Baker starts off with the classic song and dance about the data deluge caused by the continual drop in the cost of sequencing thanks to next-gen platforms, which is moving faster than drop in the cost of storage, and the problems associated with many researchers holding onto data and not deleting files. The article points out some of the issues associated with the cloud, such as privacy and latency (and problem compounded when more data is created during analysis on the cloud). Some experts such as Dooling seem to think that the future of cloud computing will be a mixture of public and private clouds, although it's worth mentioning that a private cloud is really just a trip back to square one. If you're hosting your own cloud, it's not that much different than having an internal cluster or compute resource, which is what folks are trying to get away from with the cloud to begin with.

The editorial "Bioclouds" says the future is looking cloudy (journalists have got to come up with a new catch phrase) with efforts like the Open Cloud Consortium, which is supporting the NIH's Bionimbus framework, and various exploratory efforts headed up by the NHGRI that are looking at cloud computing with commercial and academic groups.
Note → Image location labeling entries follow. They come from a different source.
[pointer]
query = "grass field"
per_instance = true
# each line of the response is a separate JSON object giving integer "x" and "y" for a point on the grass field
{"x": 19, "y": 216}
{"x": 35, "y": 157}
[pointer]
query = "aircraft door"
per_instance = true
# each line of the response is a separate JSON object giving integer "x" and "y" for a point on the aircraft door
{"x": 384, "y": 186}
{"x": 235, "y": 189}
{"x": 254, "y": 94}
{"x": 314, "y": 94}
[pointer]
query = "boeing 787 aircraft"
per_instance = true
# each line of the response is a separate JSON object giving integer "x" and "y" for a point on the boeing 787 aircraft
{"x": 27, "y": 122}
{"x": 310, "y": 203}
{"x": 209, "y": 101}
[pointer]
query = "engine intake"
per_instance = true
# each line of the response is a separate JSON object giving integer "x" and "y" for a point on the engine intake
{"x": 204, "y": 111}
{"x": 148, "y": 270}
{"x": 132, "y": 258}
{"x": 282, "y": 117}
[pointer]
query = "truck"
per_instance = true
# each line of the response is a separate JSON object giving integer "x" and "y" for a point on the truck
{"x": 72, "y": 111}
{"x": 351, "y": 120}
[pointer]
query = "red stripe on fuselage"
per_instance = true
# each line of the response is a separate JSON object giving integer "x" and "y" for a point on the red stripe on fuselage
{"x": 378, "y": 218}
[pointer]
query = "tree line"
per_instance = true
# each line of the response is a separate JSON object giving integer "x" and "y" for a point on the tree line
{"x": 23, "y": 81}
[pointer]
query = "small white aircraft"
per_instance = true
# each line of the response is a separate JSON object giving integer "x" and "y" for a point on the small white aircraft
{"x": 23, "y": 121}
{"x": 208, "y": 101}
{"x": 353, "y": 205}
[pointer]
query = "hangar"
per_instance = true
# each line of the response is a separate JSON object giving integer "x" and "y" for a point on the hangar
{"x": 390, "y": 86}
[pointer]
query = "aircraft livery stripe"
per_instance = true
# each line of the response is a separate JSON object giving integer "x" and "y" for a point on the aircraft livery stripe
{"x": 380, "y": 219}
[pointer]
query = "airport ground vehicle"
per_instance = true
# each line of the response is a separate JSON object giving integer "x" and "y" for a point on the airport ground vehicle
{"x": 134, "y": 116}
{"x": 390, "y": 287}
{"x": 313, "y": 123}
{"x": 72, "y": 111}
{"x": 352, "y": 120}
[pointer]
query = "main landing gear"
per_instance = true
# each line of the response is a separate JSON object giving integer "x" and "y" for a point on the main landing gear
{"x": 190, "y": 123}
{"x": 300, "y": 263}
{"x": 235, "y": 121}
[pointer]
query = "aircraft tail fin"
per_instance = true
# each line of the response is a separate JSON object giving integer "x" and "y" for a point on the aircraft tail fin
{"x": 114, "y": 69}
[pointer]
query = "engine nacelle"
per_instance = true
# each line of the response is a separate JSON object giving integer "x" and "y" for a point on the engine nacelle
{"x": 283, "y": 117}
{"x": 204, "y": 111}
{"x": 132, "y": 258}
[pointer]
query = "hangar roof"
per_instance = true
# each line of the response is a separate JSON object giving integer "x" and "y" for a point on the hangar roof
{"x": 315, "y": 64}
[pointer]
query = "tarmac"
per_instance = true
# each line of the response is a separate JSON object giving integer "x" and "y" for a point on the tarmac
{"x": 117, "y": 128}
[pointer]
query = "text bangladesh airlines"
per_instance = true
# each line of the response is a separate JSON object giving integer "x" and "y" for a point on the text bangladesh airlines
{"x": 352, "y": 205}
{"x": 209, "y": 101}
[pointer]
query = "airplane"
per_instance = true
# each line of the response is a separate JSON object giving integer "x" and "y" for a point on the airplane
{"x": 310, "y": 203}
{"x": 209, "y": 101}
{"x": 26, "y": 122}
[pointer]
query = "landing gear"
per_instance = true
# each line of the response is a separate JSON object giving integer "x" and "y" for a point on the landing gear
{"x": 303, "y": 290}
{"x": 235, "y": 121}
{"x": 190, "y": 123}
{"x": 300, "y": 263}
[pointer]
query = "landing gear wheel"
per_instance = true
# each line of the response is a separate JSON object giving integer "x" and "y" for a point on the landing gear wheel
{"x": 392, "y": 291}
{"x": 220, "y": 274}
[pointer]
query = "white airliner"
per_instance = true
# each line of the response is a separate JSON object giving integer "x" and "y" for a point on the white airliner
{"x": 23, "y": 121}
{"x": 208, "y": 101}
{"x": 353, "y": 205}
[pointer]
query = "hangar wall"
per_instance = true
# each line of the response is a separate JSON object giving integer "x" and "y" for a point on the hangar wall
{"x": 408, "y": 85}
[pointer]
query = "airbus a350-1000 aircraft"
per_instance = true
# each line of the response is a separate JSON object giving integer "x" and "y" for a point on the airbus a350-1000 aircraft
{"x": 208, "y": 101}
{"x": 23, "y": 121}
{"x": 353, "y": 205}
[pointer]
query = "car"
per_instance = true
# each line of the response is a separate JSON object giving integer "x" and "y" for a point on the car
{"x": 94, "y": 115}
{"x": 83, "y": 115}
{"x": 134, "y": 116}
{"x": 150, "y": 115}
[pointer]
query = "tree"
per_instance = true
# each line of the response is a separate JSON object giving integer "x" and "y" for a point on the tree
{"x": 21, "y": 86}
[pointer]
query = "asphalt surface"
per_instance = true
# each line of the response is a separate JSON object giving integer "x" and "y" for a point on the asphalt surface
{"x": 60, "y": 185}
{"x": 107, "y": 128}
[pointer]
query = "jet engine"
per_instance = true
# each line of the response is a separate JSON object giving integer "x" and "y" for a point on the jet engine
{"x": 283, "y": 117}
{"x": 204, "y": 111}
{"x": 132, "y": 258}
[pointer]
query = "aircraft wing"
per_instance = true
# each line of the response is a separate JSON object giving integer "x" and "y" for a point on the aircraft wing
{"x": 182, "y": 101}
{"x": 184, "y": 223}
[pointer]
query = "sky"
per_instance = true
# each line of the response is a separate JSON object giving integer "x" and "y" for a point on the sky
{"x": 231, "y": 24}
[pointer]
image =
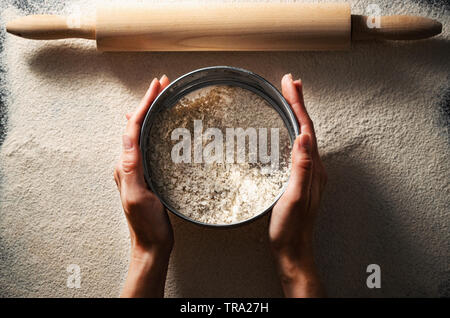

Not so clear however is the emphasis on the cost of the cloud, as the author sees the need for big funding bodies to include support for the cloud computing in the form of large-scale purchases of compute hours or storage. The issue with cloud is not really the cost, that along with scalability are its primary selling points. The real is issue is the cost in terms of job time due to latency as well as the myriad quirks that still need to be worked out when using some bread and butter informatics tools. It seems that the future still looks a bit cloudy (sorry, I had to) for everyday bioinformatics and cloud computing.